Von Vet's "confessions" suggest that after the suicide of Sao Pheum,
and several other leading communists previously very close to Pol Pot tried
desperately to organize opposition to the Party Central Committee Secretary.
They apparently had drawn the conclusion that Sao Pheum had been right to advocate
domestic moderation and a defensive military strategy so that Democratic
Kampuchea would be better able to fend off the Vietnamese invasion everybody
feared .When the Vietnamese indeed invaded in December 1978, the arrest of
those allegedly involved in this conspiracy to find an alternate to Pol Pot's
plans to save the country was imminent. The men marked for arrest and death
included long-time Pol Pot associate Son Sen, the Chairman of the Democratic
Kampuchea armed forces' General Staff; and Kae Pok, Secretary of the Democratic
Kampuchea Central Zone. They had been very deeply involved in the bloody purge
of the East Zone earlier in 1978 and in numerous previous political executions.

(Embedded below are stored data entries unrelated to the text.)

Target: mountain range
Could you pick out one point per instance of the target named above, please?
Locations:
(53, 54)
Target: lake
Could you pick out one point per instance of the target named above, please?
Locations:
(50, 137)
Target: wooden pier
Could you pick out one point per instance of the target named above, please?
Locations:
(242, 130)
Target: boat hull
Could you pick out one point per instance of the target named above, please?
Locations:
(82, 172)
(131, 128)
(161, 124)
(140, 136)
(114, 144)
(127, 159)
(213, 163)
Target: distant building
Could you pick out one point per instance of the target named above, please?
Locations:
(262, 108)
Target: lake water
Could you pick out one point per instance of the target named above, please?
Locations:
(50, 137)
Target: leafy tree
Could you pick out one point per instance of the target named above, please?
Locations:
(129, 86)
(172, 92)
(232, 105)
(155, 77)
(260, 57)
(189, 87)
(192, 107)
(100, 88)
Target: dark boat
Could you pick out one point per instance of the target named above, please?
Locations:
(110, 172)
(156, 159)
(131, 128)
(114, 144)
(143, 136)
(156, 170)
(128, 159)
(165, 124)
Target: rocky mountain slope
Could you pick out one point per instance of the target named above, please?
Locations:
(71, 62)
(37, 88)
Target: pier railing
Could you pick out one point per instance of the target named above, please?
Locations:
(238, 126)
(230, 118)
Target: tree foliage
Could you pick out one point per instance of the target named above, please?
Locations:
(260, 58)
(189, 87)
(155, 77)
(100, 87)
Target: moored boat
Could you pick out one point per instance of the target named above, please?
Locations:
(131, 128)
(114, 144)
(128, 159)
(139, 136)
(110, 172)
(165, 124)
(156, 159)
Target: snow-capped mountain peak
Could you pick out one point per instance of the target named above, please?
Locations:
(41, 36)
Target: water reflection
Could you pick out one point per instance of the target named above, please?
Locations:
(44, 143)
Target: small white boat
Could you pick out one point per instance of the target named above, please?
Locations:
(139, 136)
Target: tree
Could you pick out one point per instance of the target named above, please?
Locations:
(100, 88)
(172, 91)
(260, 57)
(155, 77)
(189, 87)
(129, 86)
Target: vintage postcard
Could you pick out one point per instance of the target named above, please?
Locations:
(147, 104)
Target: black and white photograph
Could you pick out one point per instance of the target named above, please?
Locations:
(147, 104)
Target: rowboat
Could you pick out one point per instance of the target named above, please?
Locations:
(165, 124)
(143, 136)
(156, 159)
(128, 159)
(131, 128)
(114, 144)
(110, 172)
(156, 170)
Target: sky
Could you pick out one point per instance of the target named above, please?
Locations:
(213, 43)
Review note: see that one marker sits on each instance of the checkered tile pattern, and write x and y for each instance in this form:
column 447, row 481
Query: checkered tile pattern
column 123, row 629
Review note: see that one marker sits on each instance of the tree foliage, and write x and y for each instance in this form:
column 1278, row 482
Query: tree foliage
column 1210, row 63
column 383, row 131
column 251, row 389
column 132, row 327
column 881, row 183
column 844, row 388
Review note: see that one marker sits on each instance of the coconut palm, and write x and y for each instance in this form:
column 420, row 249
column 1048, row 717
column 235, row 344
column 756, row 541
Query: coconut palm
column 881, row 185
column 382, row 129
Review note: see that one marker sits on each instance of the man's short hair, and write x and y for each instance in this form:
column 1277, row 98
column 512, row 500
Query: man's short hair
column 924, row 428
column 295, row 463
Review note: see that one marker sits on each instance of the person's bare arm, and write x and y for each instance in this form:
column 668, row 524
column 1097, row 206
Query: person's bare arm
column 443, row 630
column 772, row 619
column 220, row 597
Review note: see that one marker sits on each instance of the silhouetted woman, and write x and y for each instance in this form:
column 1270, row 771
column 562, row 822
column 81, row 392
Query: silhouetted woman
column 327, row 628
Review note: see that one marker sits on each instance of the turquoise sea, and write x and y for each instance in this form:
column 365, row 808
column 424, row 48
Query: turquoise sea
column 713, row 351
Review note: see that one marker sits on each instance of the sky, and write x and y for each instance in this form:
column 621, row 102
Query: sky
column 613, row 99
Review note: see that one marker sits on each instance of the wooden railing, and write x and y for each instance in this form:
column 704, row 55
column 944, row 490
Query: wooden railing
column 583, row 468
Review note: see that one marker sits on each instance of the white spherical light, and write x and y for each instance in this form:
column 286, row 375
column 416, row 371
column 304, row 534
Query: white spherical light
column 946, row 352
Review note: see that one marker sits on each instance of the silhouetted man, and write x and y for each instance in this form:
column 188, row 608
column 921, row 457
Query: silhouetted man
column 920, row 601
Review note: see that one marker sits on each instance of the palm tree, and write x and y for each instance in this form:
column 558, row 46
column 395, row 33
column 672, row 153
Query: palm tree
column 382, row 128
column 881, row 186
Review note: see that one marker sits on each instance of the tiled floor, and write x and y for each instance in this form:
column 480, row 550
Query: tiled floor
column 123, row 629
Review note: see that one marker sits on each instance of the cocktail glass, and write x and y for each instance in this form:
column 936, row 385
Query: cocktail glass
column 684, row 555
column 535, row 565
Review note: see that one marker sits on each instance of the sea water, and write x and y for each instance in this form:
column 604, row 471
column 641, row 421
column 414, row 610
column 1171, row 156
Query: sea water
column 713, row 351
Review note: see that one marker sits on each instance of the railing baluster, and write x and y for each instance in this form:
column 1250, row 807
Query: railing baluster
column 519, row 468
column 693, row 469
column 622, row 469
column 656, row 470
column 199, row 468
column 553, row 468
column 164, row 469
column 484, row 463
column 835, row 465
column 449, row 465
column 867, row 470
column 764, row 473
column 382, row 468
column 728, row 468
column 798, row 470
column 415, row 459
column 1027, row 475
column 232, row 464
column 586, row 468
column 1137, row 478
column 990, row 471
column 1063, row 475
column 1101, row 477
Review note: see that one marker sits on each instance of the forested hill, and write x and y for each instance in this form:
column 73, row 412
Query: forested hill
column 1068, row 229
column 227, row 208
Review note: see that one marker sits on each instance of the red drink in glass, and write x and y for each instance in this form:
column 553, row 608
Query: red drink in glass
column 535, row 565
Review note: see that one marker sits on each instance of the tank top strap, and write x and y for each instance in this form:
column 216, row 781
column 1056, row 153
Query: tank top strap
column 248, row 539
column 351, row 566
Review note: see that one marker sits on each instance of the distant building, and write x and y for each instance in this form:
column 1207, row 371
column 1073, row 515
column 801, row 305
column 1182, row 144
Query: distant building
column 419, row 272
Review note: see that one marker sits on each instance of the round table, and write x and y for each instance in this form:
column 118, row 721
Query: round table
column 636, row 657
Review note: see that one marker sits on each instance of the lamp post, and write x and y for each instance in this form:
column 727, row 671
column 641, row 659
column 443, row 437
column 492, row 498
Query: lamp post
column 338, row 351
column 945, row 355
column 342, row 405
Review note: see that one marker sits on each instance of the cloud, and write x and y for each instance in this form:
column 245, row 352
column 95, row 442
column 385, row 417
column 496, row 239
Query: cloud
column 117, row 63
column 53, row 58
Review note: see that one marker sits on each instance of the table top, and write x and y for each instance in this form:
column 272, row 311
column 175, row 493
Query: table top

However, it seems they too had now finally become actively dissident, and in
particular to oppose Pol Pot's never-ending large -scale killings. Pol Pot
suspected Son Sen's and Kae Pok's sympathy for the view that his military
strategy was dangerously provocative and adventurist and his domestic policies disastrously
unpopular, and in particular that his purges were devastating Democratic
Kampuchea's capacity to defend itself against the Vietnamese. General Staff
Chairman Son Sen was accused, among other things, of believing it was more important
for Democratic Kampuchean troops under his command to fight the Vietnamese than
kill each other in the purges ordered by Pol Pot. The accusation against
Central Zone Secretary Kae Pok was that in May 1978 he would have preferred to
side with East Zone Secretary Sao Pheum against Pol Pot, but was backed into a
political corner when Pol Pot ordered him to carry out the purge. He, thus,
"lost the initiative and so stood on the side" of Pol Pot against Sao
Pheum.
There is, however, no evidence that Khieu Samphan had reached any
anti-Pol Pot conclusions or that his cooperation with him was anything other
than willing. Rather, all indications are that as one of the last significant
Pol Pot loyalists in the upper ranks of the Party leadership, he remained
safely off the Party Secretary’s death list.
*Stephen R Heder, a Cambodia specialist, wrote this article while a
Research Fellow at the Australian National University.